# Lamborghini v12 bizzarini



## Bougsie (Apr 22, 2019)

Hi guys,

I’m in the middle of building a scale Riva Aquarama river boat which originally had two Lamborghini v12’s fitted. I want to build some scale engines but cannot find any drawings anywhere to even get me started.

Does anyone have or know of any engine drawings for these early engines. The first engines where first fitted in 1969 I think.

Cheers in advance

PS keep up the good work. I love following and reading all your threads


----------



## petertha (Apr 22, 2019)

Scale engine drawings might be tough to source but let us know f you land on anything. 
Here are plans for a (methanol/glow) V12.
https://www.engineman.de/en/products-page/plaene/plan-14-zylinder-sternmotor-duplicate/v12zyl_01/


----------



## DiegoVV (Apr 24, 2019)

I think it will not be possible to get a copy of that plans. Another issue (supposing you are able to find them) would be the task of escalating the design to acomodate it in your Riva. 
The work involved in such a task would be so big that I think it would be better to design an v12 from scratch. 

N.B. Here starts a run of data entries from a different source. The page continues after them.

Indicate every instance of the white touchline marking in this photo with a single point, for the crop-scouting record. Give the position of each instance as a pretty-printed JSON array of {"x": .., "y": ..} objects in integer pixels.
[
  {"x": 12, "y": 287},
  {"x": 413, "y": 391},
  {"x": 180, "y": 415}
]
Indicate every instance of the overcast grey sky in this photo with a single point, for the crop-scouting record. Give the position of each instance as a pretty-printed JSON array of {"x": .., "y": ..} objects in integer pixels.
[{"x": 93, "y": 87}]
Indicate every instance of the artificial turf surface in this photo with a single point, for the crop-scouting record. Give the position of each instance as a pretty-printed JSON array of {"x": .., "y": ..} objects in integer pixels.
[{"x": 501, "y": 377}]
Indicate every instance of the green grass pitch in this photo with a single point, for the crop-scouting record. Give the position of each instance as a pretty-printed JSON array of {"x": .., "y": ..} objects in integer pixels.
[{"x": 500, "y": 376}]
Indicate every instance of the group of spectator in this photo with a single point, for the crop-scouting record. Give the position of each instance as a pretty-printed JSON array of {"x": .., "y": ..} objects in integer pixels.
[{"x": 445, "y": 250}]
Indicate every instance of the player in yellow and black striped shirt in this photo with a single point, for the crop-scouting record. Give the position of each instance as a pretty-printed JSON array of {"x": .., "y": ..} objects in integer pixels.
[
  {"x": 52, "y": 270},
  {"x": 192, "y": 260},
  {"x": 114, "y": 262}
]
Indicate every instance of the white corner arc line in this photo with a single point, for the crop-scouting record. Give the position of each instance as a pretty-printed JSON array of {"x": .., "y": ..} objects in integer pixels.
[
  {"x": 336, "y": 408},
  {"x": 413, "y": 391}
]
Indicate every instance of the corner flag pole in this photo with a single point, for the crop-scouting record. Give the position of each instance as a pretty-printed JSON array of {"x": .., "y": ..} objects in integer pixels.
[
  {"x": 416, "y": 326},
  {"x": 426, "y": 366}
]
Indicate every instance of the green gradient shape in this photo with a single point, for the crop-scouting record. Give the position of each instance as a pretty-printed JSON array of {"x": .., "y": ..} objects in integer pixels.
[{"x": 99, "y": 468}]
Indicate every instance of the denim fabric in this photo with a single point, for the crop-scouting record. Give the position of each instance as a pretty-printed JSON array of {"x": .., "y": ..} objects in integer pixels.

A good starting point to deign a good looking V engine is the Schilling´s V8 design. It´s not so uncommon to find pictures on the Internet with these mounted on model boats and it looks great. There is a guy called Rolf Luther that produces and sells beautiful engines based on the Schilling´s design, look for "Luther v8" on google and you´ll see some fine examples of it.

If you are willing to walk your own design road, I can collaborate with you for making the design and the final plans (It´s more than just adding 2 cylinders to an existing design).


----------



## Guido007 (Apr 26, 2019)

Hi,

so far i know haw the Aquarama 2 Crusader 350 V8 engines based on GM.
I printed with my 3d Printer this engine, and working on a drawing.
https://www.thingiverse.com/thing:1911808

Guido


----------